June 1, 2012 (PLANSPONSOR.com) - The American Benefits Council welcomes proposed regulations to Internal Revenue Code Section 417(e), regarding the treatment of benefits paid partially as an annuity and partially in another form from a defined benefit (DB) pension plan.
However, Michael L. Hadley, partner in the law firm of Davis & Harman, testifying on the Council’s behalf, urged the Treasury and the Internal Revenue Service (IRS) to apply the proposals prospectively only and to state that no inference should be drawn regarding current law. “[W]e disagree with Treasury and IRS’ position in the guidance that, under current law, when one portion of a retirement benefit distribution subject to Section 417(e) is a ‘decreasing’ benefit, both portions of the distribution are subject to the minimum present value requirements of Section 417(e)(3). The Council believes instead the current regulation does not clearly require that, and can be reasonably interpreted to reach the opposite result,” Hadley said. (See “Treasury Proposals Pave Way for Offering Lifetime Income Options”)

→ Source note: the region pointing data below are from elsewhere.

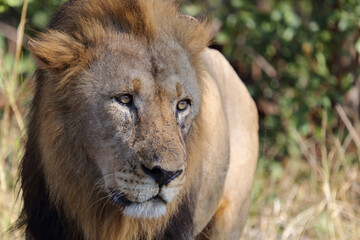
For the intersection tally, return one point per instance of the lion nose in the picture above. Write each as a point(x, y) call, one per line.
point(161, 176)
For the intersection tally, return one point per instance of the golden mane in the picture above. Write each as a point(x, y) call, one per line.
point(63, 50)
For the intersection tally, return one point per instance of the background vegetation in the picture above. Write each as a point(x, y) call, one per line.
point(300, 61)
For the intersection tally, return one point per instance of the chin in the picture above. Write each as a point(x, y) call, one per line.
point(153, 208)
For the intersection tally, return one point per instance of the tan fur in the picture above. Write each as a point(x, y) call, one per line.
point(89, 143)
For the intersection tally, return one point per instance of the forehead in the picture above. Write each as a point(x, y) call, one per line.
point(128, 61)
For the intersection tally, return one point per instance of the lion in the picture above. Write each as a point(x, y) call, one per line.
point(137, 130)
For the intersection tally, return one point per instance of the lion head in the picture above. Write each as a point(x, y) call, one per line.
point(118, 90)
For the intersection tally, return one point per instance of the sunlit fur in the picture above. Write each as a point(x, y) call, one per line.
point(83, 33)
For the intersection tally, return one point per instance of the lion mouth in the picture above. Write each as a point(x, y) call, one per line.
point(121, 200)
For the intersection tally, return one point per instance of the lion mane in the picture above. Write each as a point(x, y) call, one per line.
point(72, 146)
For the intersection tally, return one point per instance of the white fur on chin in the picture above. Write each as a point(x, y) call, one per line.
point(149, 209)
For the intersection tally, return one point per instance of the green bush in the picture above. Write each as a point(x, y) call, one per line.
point(298, 58)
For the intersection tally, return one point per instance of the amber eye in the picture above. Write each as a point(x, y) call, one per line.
point(183, 105)
point(124, 99)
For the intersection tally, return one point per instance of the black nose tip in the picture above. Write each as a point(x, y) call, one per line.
point(161, 176)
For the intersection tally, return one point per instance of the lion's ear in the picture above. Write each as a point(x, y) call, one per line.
point(57, 52)
point(190, 19)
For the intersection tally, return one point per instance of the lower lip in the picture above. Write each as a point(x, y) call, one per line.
point(122, 201)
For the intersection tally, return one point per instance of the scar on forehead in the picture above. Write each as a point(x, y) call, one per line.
point(136, 84)
point(178, 89)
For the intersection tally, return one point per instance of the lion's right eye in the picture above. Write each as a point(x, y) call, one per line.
point(125, 99)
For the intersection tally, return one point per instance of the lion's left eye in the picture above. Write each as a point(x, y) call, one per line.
point(124, 99)
point(183, 105)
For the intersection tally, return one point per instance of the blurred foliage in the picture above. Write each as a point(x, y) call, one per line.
point(297, 58)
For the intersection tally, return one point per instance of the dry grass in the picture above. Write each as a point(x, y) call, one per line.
point(313, 196)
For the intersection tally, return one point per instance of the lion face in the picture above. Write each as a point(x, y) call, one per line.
point(137, 106)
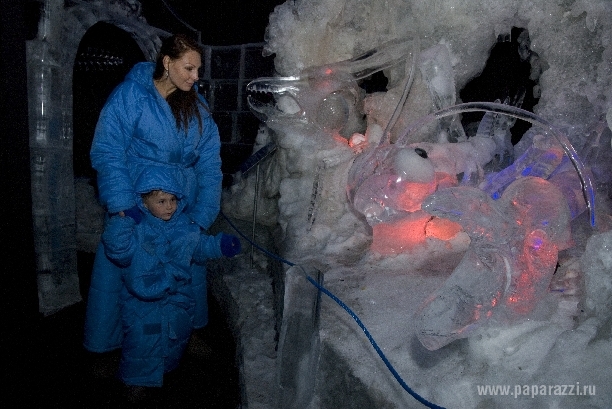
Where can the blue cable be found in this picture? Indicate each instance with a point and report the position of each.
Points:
(325, 291)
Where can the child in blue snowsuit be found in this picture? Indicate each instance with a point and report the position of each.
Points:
(163, 286)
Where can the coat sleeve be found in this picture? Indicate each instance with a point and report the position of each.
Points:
(119, 240)
(208, 247)
(112, 137)
(208, 174)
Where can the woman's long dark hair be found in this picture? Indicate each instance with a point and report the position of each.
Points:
(184, 104)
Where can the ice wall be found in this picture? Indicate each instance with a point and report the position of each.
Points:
(567, 338)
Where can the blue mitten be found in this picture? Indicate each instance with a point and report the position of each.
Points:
(134, 213)
(230, 245)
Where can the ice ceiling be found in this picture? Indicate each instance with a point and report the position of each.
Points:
(367, 178)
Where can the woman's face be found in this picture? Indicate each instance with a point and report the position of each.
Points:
(183, 72)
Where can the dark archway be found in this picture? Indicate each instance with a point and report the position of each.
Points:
(508, 73)
(105, 55)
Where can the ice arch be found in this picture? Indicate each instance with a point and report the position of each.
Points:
(50, 58)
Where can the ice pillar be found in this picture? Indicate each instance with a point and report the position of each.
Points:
(53, 207)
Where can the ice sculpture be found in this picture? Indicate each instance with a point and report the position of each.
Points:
(327, 96)
(517, 219)
(510, 261)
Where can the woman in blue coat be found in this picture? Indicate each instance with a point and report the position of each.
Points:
(154, 117)
(161, 256)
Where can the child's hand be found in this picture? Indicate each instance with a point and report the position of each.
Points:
(230, 245)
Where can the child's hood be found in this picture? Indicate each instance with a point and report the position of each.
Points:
(160, 178)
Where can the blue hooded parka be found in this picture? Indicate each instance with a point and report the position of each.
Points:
(164, 284)
(137, 130)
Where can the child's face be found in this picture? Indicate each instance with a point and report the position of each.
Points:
(161, 204)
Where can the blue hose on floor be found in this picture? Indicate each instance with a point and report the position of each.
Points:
(350, 312)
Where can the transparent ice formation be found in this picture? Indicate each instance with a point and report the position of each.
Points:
(517, 219)
(509, 263)
(328, 95)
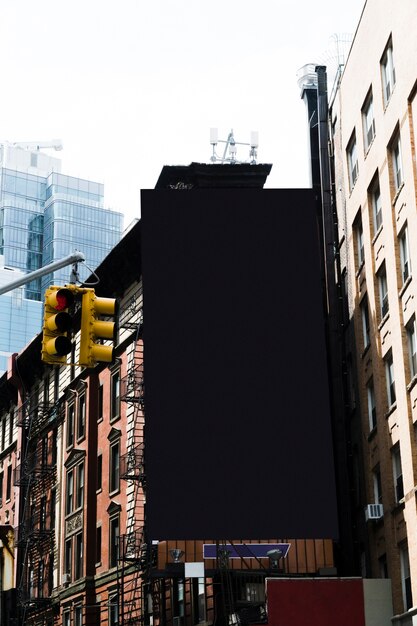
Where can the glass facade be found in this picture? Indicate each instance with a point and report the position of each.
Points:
(43, 218)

Hadley explained: “Generally lump sums and certain other distributions paid from defined benefit pension plans must be no less than the amount calculated using the interest and mortality assumptions provided under Section 417(e). The regulations apply the 417(e) valuation requirement to all payment forms not explicitly exempted.” Hadley asked for clarity about an exemption such as one relating to non-decreasing annuities.
The current Section 417(e) present value requirement “does not apply to an amount of a distribution paid in the form of an annual benefit that does not decrease during the life of the participant,” said Hadley. “If the requirement applies to the whole benefit if any portion of the benefit decreases, then saying it does not apply to ‘an amount’ of a distribution is unnecessary. Rather, the regulation would have just said 417(e) does not apply to ‘a distribution’ or to ‘an optional form’ that does not decrease during the life of the participant.”